1

I have n arrays. Each of these array can be of infinite length. (length can be variable). All these n arrays are sorted.

now I want to fetch out top k smallest elements out of these n sorted arrays.

For example n=5 and k=10

2 4 6 7 9 

23 45 67 78 99

1 2 6 9 1000 4567 6567 67876

45 56 67 78 89 102 103 104

91 991 9991 99991 

now answer should be 1 2 4 6 7 9 23 45 56 67

Would it be O(n*k) i.e O(n^2) in worst case, and O(k) in best case?

einpoklum
  • 86,754
  • 39
  • 223
  • 453
user609306
  • 1,227
  • 6
  • 16
  • 26

2 Answers2

8

It's O(n + k.log(n)) I think.

First build a heap of the smallest element in each array (storing the index of the array too). Building a heap of size n is O(n). Then, repeat k times: take an element from the heap (which is O(log n)), and insert the next smallest element from the array the element you took was from (also O(log n)). Overall, this is O(n + k.log(n)).

Paul Hankin
  • 44,768
  • 11
  • 79
  • 97
3

The answer provided by Anonymous is the better solution in this case because we know that the individual arrays are sorted.
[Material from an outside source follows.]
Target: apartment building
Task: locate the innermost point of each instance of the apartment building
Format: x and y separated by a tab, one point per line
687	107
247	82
You can do it with a heap in O(n log k) time, worst case. It will require O(k) extra space.

initialize a MAX heap
for each array
    for each item in the array
        if (heap.count < k)
            heap.insert(item)
        else if (item < heap.peek())
        {
            // item is smaller than the largest item on the heap
            // remove the smallest item and replace with this one
            heap.remove_root()
            heap.insert(item)
        }
        else
        {
            break;  // go to next array
            // see remarks below
        }

Because you know that the arrays are initially sorted, you can include that final optimization I showed. If the item you're looking at is not smaller than the largest item already on the heap, then you know that no other item in the current array will be smaller. So you can skip the rest of the current array.

That's the algorithm to give you the smallest k items. If you want the largest k items, build a MIN heap and change if (item < heap.peek()) to if (item > heap.peek()). In that case, you would get better performance by walking the arrays backwards. That would reduce the number of heap insertions and removals. If you don't walk the arrays backwards, you won't be able to use the optimization I showed.

Another way to do it would be to concatenate all of the items into a single array and use Quickselect. QuickSelect is an O(n) algorithm. Empirical evidence suggests that using a heap is faster when k < .01*n. Otherwise, Quickselect is faster. Your mileage may vary, of course, and having to create a single array from the multiple arrays will add processing and memory overhead to Quickselect.

Jim Mischel
  • 122,159
  • 16
  • 161
  • 305